The anticipation rises as the storyteller describes the scene so well that it appears in your mind fresh with vibrant colors and sounds.
Suddenly, what you expected topples into the sea. You go from visualizing a castle of stone on a cliff above the sea to a card house exploding in a flurry of rustling motion. You become more attentive.
Two friends climbed a mountain forty years ago. They stood at the Rocky peak of Mount Audubon as the sun rose. They watched their shadows stretch across miles, reaching distant mountain tops faster than thought. They decided that when they had children they needed to come back and climb it again.
Time has a twisted sense of humor. Forty years is a short span of time to a tree, a mountain, a stream while it is half of a lifetime for us.
Two old men with the spirit of youth looked at each other and decided to heed wisdom. They went to the mountain to see what current conditions were. It was a festive scouting mission. Snow was piled taller than we were on either side of the road. The road was not open yet to cars even though it was almost June and it normally opens May first. We walked two miles to the campground. Snow drifts over ten feet tall were lazily claiming every campsite. Walking to the restrooms was a Herculean effort. I kept wondering how hard it would be to climb out if I fell into the snow. The two friends decided to see what weather would do, three weeks before the momentous hike was scheduled. Plane flights, coordination of housing, food, and many little details kept stress high.
If this was stressful it was a good thing we weren't in the Donner party. As a side note, auto correct tries to make Donner dinner.
Weeks passed. Snow stayed. Health conditions got a serious look. After forty years, stamina took a break. Bad knees in one and a tricky heart with breathing problems became a factor for the other.

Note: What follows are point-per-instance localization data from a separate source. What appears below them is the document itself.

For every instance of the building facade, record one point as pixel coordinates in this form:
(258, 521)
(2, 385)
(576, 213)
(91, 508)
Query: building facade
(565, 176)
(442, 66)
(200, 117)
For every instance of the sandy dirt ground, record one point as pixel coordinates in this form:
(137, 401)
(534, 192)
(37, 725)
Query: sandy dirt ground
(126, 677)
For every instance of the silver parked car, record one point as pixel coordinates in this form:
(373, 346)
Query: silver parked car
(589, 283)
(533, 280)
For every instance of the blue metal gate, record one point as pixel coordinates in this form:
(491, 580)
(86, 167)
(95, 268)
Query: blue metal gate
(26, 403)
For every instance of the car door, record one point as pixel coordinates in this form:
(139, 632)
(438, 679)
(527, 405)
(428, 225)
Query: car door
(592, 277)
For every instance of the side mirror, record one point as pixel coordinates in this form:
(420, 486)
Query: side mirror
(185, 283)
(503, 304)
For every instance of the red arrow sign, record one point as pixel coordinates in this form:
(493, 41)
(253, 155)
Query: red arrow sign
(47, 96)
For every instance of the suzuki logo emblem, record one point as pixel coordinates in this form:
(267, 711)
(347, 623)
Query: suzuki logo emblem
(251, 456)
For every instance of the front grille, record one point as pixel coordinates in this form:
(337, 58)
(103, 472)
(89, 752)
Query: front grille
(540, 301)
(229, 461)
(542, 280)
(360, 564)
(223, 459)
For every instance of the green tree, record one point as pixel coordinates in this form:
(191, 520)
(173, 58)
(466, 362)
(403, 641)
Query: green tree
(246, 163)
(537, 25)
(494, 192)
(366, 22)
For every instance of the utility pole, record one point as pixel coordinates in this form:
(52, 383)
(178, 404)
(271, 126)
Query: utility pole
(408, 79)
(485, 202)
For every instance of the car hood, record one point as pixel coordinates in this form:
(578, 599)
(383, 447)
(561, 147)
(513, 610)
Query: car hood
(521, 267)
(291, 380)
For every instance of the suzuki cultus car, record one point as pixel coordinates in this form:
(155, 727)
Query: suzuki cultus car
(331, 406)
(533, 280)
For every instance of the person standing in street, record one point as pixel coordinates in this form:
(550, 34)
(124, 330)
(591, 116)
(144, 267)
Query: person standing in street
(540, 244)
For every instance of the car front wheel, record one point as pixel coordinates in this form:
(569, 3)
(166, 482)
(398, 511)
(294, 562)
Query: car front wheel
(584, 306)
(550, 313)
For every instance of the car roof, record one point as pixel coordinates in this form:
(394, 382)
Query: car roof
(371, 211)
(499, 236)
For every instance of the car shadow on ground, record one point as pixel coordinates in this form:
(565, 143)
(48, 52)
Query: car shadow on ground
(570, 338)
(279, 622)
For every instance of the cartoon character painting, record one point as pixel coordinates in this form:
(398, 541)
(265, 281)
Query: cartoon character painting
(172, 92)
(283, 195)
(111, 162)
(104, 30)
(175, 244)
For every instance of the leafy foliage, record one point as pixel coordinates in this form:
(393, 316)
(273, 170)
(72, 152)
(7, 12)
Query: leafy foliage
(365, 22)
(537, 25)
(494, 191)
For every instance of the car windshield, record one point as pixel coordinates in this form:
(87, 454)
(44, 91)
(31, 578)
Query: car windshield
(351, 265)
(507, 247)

Although in dreams we climbed Audubon, in reality we camped at Red Feather Lakes. It was beautiful. We collected morels, found geocaches, lost a walkie talkie looking for a volcanic lake. We saw elk, moose, and I held a hummingbird in my hand that had gotten trapped in the cabin. I felt its heartbeat racing its breath. I set it free with a friend. We rode horses, did archery, went fishing, paddleboating, and had campfires with fanciful tales and l.e.d. poi.
It might not have been the vision the two youths had as they watched their shadows take on the proportions of Gods but it was exciting and worth every minute.
In the end, we got our mountain fix by driving into Rocky Mountain National Park. We drove Trail Ridge Road and did short hikes. We had a snowball fight, watched marmots, moose, elk, and various rodents go about their daily life. Our shadows might not have stretched across the sky but our spirits soared above the wispy clouds.
The best stories never go the way you think they will, and when you tell the story it changes with what you bring into focus. Someone else might have focused differently, their story could be of turmoil, soul searching, self worth, interpersonal bliss or conflict while you were laughing at the times the kids and I konked ourselves in the head with the poi or when I bounced off a tree and fell into a waist deep stream.
It depends on where you want to take the dreamer you are giving the story to. Give them the unexpected, the moment that made the day sublime.